Sex offender law challenged

CLEVELAND – A federal court ruling that strikes down part of an Ohio law banning convicted sex offenders from living near schools applies to thousands of offenders living in 40 counties in northern Ohio, a lawyer who successfully challenged the law said today.

The decision affects offenders living in the jurisdiction of the U.S. District Court Northern District of Ohio, said David Singleton, executive director of the Cincinnati-based Ohio Justice and Policy Center.

In a decision yesterday, Judge James S. Gwin in Akron ruled that the law cannot be applied to anyone who committed a crime before July 31, 2003, the effective date of the Ohio Legislature’s ban on offenders living within 1,000 feet of school property.

The legal challenge was filed on behalf of Lane Mikaloff, 39, who served 16 years in prison for raping a woman in 1986.

“It is going to be the law of the Northern District of Ohio for all those individuals who like Mr. Mikaloff committed offenses before the law went into effect,” Singleton said.

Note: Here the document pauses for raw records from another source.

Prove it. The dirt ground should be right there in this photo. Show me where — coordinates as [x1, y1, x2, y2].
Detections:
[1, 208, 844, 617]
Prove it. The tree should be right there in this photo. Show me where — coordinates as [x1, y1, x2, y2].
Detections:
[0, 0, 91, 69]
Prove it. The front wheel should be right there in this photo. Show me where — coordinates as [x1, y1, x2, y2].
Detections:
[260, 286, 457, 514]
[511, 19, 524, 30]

Singleton said it was the only standing federal court ruling to declare the law unconstitutional when applied retroactively. A similar ruling by a federal judge in Iowa was struck down by an appeals court in 2005.

Douglas Powley, chief city prosecutor in Akron, said today he hopes lawmakers can craft a law that can withstand a constitutional challenge.

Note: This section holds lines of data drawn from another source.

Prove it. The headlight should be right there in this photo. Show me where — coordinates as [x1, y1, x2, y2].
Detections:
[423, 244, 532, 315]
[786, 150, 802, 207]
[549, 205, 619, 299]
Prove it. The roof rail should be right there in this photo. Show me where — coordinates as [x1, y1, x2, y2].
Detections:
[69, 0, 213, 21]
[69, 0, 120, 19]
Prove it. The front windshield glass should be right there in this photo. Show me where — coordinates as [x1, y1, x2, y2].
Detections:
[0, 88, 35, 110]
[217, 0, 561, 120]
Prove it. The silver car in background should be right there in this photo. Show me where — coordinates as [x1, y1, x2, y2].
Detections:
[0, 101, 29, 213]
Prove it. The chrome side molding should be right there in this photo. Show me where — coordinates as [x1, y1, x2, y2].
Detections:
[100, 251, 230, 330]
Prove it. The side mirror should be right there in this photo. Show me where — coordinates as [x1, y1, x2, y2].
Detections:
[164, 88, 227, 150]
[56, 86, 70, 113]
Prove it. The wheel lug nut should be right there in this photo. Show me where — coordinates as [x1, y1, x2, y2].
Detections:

“I sympathize with the efforts of the state Legislature to try to protect the children in our community from sex offenders and hope that we can find ways to provide that protection that will meet constitutional muster,” he said.

Mikaloff received an eviction notice in 2005 from the Summit County sheriff’s office because of his home’s proximity to a public school in Akron.

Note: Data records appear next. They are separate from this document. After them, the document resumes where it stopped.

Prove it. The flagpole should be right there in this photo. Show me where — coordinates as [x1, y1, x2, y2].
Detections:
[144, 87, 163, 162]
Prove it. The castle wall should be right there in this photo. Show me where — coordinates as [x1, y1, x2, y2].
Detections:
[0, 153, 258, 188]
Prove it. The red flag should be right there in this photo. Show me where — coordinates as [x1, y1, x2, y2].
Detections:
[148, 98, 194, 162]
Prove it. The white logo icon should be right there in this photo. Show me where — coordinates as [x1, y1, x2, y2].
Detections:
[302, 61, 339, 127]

Summit County Prosecutor Sherri Bevan Walsh plans to appeal Gwin’s ruling.

Ohio Attorney General Marc Dann argues the ruling doesn’t affect anyone but Mikaloff. “This ruling is based on the unique set of facts and circumstances presented to the Court by this plaintiff, and affects him alone,” Dann said in a statement.

Singleton disagreed. “That’s like saying that Brown versus Board of Education only applied to the Brown plaintiff,” he said referring to the landmark case that barred segregation in public schools.

Singleton said while not technically binding outside of the Northern District, other courts will look at the issue when considering similar lawsuits, including pending cases in Florida and Georgia.

In nearby Parma, Mayor Dean DePiero said he would lobby fellow mayors to have the Ohio Municipal League join in an appeal of the judge’s ruling.

“We have been very aggressive in enforcing the 1,000-foot restriction and have filed a variety of successful lawsuits to evict sex offenders from the city,” the mayor said. “I, like many other mayors I’ve spoken with, believe that the ruling is wrong.”

Parma, Cleveland’s biggest suburb, has successfully sued to evict 35 sex offenders from living near schools in the past three years, mayoral spokesman Powell Caesar said.

Carrie Boyert, 31, of suburban Brooklyn Heights, has a 4-year-old daughter in preschool and said she disagreed with the judge’s ruling. “I don’t think sexual offenders should be allowed to live anywhere near a school,” she said.

Boyert watches her daughter closely because a convicted rapist works 1 mile away. “I can’t control where people work but I certainly don’t want my kids outside, or out of my sight, knowing that there’s a rapist that works down the street,” she said.

Next month the Ohio Supreme Court will hear arguments on a similar challenge by a sex offender – convicted in 1995 and 1999 in Cincinnati – who argues he shouldn’t have been forced to move.